The guidelines are finalized by a committee largely made out of appointees from the food industry and not actual scientist. Back in 2009, then-President Barack Obama issued an executive order on ethics that barred lobbyists from joining agencies they had lobbied in the previous two years. But current President Donald Trump weakened that order shortly after becoming president, allowing lobbyists to join agencies they recently lobbied so long as they recused themselves from working on specific issues on which they had lobbied within the previous two years. The Trump administration has been sidestepping even that stipulation — in some cases by ignoring it, and in others, by granting ethics waivers.
For instance, appointed to the Dietary Guidelines review committee in 2017 were a former lobbyist for the Snack Food Association and, more recently, for the Corn Refiners Association (think High Fructose Corn Syrup), and the National Grocers Association (think processed food). The Agriculture secretary has ownership stakes in grain company AGrowStar LLC, Houston Fertilizer and Grain Co. and ProAg Products LLC. Another member of the committee recently resigned from positions at the National Grain and Feed Association and the Georgia Agribusiness Council.
There are also major industry interests at stake. As I mentioned at the beginning of this post, the guidelines are part of the USDA, and part of the USDA's mission is to promote agriculture. Seems like a conflict of interest.
The food and agricultural industries also have the ability to influence the guidelines. As it stands, the industries benefiting from the guidelines include makers of carbohydrate-based foods, as well as the corn and soy industries, as corn and soybean oil are used in most processed foods.
Another major factor that keeps the guidelines from changing is the professional investment that has grown out of the advice. What would happen if the new guidelines make wholesale changes and basically had to admit that they have been wrong all along and have cost people their lives by recommending the wrong things? The American Heart Association (AHA) and The American Diabetes Association (ADA) closely follow the Federal Dietary Guidelines and tell those suffering from heart disease or diabetes that this is how your should eat.

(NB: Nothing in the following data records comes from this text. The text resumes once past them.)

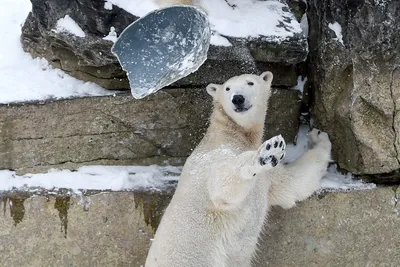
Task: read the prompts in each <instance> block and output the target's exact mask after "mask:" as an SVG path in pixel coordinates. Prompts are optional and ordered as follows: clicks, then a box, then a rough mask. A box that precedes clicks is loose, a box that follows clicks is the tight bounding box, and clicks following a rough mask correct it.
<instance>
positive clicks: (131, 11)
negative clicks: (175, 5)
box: [108, 0, 159, 17]
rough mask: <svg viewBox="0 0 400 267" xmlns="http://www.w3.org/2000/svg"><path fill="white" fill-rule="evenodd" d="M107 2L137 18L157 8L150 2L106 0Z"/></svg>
mask: <svg viewBox="0 0 400 267" xmlns="http://www.w3.org/2000/svg"><path fill="white" fill-rule="evenodd" d="M108 2H109V3H111V4H113V5H115V6H118V7H120V8H122V9H125V10H126V11H127V12H129V13H131V14H133V15H135V16H138V17H143V16H145V15H146V14H147V13H149V12H151V11H153V10H156V9H158V8H159V7H158V5H157V4H156V3H154V2H153V1H152V0H108Z"/></svg>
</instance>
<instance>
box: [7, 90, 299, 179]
mask: <svg viewBox="0 0 400 267" xmlns="http://www.w3.org/2000/svg"><path fill="white" fill-rule="evenodd" d="M274 92H275V93H274V94H273V95H272V97H271V104H270V105H271V107H270V109H269V113H268V120H267V124H266V126H267V131H266V135H267V136H271V135H275V134H278V133H279V134H282V135H283V136H284V138H285V139H286V140H287V141H288V142H291V141H293V140H294V138H295V136H296V133H297V128H298V124H297V118H298V117H299V110H300V106H299V104H300V103H299V102H298V101H297V92H296V91H294V90H283V89H274ZM211 106H212V99H211V97H210V96H209V95H208V94H207V93H206V90H205V89H198V88H193V89H168V90H162V91H159V92H157V93H156V94H154V95H151V96H149V97H147V98H145V99H142V100H136V99H134V98H132V96H130V95H128V93H126V94H119V95H116V96H105V97H92V98H78V99H66V100H59V101H47V102H45V103H30V104H29V103H26V104H10V105H0V169H3V168H4V169H19V172H20V173H23V172H26V171H35V172H36V171H45V170H47V169H49V168H58V167H63V168H72V169H73V168H77V167H79V166H82V165H92V164H111V165H137V164H138V165H149V164H163V162H164V161H165V160H168V161H169V163H170V164H174V165H175V164H177V165H182V164H183V163H184V160H185V159H186V157H187V156H188V155H190V153H191V151H192V149H193V148H194V147H195V146H196V145H197V143H198V142H199V140H200V139H201V138H202V137H203V134H204V132H205V130H206V129H207V126H208V118H209V115H210V113H211V110H212V107H211Z"/></svg>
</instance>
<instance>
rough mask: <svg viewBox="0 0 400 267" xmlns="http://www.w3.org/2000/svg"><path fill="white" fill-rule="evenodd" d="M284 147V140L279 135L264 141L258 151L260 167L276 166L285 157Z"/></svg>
mask: <svg viewBox="0 0 400 267" xmlns="http://www.w3.org/2000/svg"><path fill="white" fill-rule="evenodd" d="M285 146H286V144H285V140H284V139H283V138H282V136H281V135H279V136H275V137H272V138H271V139H269V140H267V141H265V142H264V144H262V146H261V147H260V149H259V153H258V156H259V158H258V162H259V164H260V165H261V166H272V167H275V166H277V165H278V164H279V162H280V161H281V160H282V159H283V158H284V157H285Z"/></svg>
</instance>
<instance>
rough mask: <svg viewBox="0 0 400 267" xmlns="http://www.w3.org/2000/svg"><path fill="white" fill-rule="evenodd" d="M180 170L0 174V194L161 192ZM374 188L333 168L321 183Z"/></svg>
mask: <svg viewBox="0 0 400 267" xmlns="http://www.w3.org/2000/svg"><path fill="white" fill-rule="evenodd" d="M307 132H308V126H306V125H303V126H302V127H301V128H300V131H299V136H298V138H297V145H288V146H287V153H286V155H287V156H286V159H285V161H286V162H290V161H293V160H295V159H296V158H298V157H299V156H300V155H301V154H303V153H304V152H305V151H306V150H307V137H306V134H307ZM181 169H182V168H181V167H173V166H85V167H81V168H79V169H78V170H76V171H71V170H51V171H50V172H48V173H40V174H26V175H22V176H18V175H16V174H15V172H13V171H8V170H3V171H0V191H7V190H13V189H19V190H29V191H32V190H33V191H35V190H39V189H46V190H54V189H58V188H66V189H71V190H72V191H74V192H75V193H79V192H80V191H79V190H112V191H120V190H134V189H142V188H146V189H154V190H157V189H162V188H163V187H165V185H166V183H168V182H171V181H177V180H178V179H179V174H180V172H181ZM372 188H375V184H367V183H363V182H362V181H360V180H355V179H354V178H353V177H352V175H351V174H341V173H339V172H338V171H337V169H336V166H335V165H332V166H331V167H329V169H328V174H327V175H326V176H325V177H324V178H323V179H322V181H321V190H328V191H343V190H363V189H372Z"/></svg>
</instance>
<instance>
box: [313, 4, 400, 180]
mask: <svg viewBox="0 0 400 267" xmlns="http://www.w3.org/2000/svg"><path fill="white" fill-rule="evenodd" d="M307 13H308V19H309V24H310V29H309V45H310V62H309V66H308V72H309V80H310V83H311V86H312V89H313V91H314V94H315V101H314V109H313V115H314V117H315V118H316V122H317V124H318V126H319V127H321V128H322V129H324V130H326V131H327V132H328V133H329V135H330V137H331V140H332V144H333V154H334V157H335V159H337V161H338V163H339V166H340V167H341V168H343V169H345V170H348V171H351V172H353V173H356V174H379V173H390V172H393V171H395V170H397V169H399V168H400V164H399V159H400V157H399V149H400V137H399V136H400V135H399V134H400V114H399V109H400V54H399V53H400V49H399V48H400V27H399V25H400V16H399V14H400V2H399V1H394V0H393V1H376V0H361V1H347V0H309V1H308V12H307ZM335 31H336V32H337V33H335ZM391 179H392V181H394V179H399V177H398V176H397V178H396V177H395V176H393V177H391V178H390V179H389V180H391Z"/></svg>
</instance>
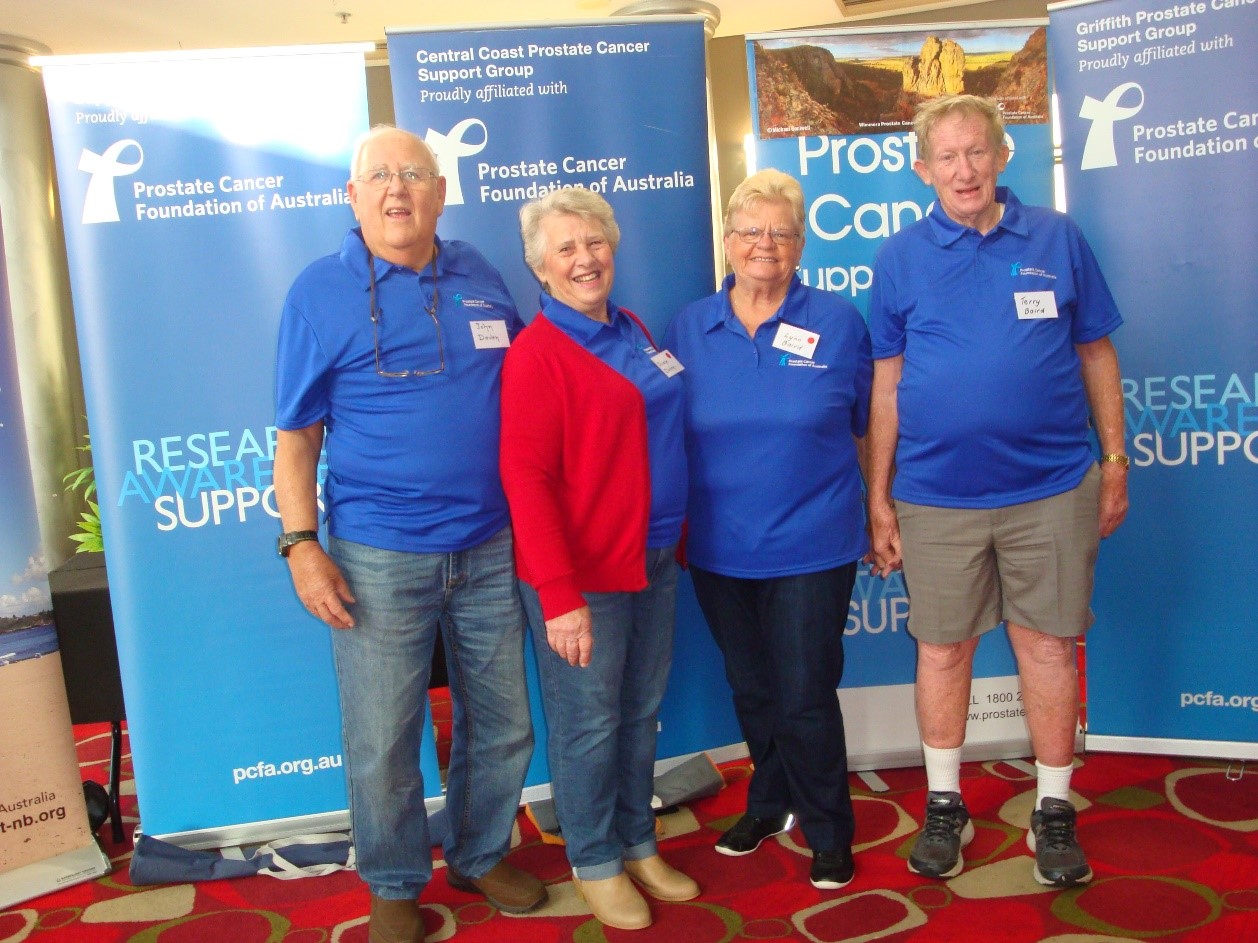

What would happen if the AHA and ADA suddenly came out and said they were wrong? Not going to happen. There would be hundreds of lawsuits filed the next day. I don’t see them backing out of any advice that might be found incorrect.
My point in telling you all of this is to remind you that you should not blindly trust what the government tells you when it comes to what to eat. There is a lot at play behind the scenes when any new guidelines or regulation is issued. Will the 2020 Guidelines make any major changes? Highly unlikely.
My recommendation is simple and is always the same: eat real food. By eating real food, as close to its natural state as possible, you're likely to be much healthier simply because you'll avoid a lot of processed foods. Unaltered foods contain all the nutrients your body needs, and in far more ideal ratios than even the best scientists and estimate.